The band label sits in the top-right, derived from the overall rating:
- Beginner — under 30
- Recreational — 30–49
- Competitive — 50–69
- Elite Amateur — 70–84
- Professional — 85–94
- World Class — 95+
Family Leaderboard
The User Selection screen header swaps to Family Leaderboard when the household has more than one rider. The cards can be sorted by:
- All Rides — total session count.
- All Hours — total ride time.
- Name — alphabetical.
- Recent — most-recently-active first.
- Or by individual attribute — tap the chip for PWR, SPR, CLB, END, CON, or HRE to rank by that axis. The matching attribute on each card highlights as you sort.
The top three positions on the active sort get a podium badge — gold, silver, bronze — over the card's top edge.
Family ghosts on routes
On routes, every rider's personal best is replayed as a ghost the next time someone rides the route. With multiple riders on the device, the cockpit can show every household member's ghost on the same terrain — race your partner's PB on a route they rode last week, without needing both of you on bikes at once. See Personal Bests & Ghost Rider → family ghosts for the cockpit details.
Per-rider data and backup
Each rider's data is independent. Backing up one rider gives you that one rider's complete picture; backing up the device gives you everyone's. The full picture lives in the glossary entries:
- Per-rider export — Profile → Export My Data writes a
.ytrider.json.gzfile for the active rider. - Device backup — Settings → Data → Export Device Backup writes a
.ytbackup.json.gzfile with every rider's profile, sessions, personal bests, favourites, and custom workouts.
Either file restores via Settings → Data → Import Backup, with merge or overwrite handling on collisions for device backups, and a conflict-detection dialog for rider files (add as new, merge into existing rider with the same data origin, or rename on a name collision).
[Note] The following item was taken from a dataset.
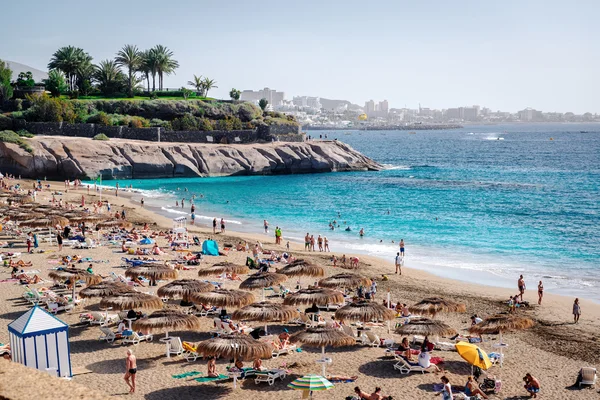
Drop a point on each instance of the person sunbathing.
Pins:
(471, 388)
(211, 367)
Deleting a rider from the User Selection screen removes that rider's profile, history, and personal bests permanently. The other riders on the device are unaffected.
Multi-rider needs the Family tier
The free and Pro tiers support a single rider profile. The Family tier unlocks up to five rider profiles, per-rider stats and history, family ghost laps, the family leaderboard, and per-rider Strava and device preferences. See the in-app upgrade screen (Settings → Subscription) for current pricing.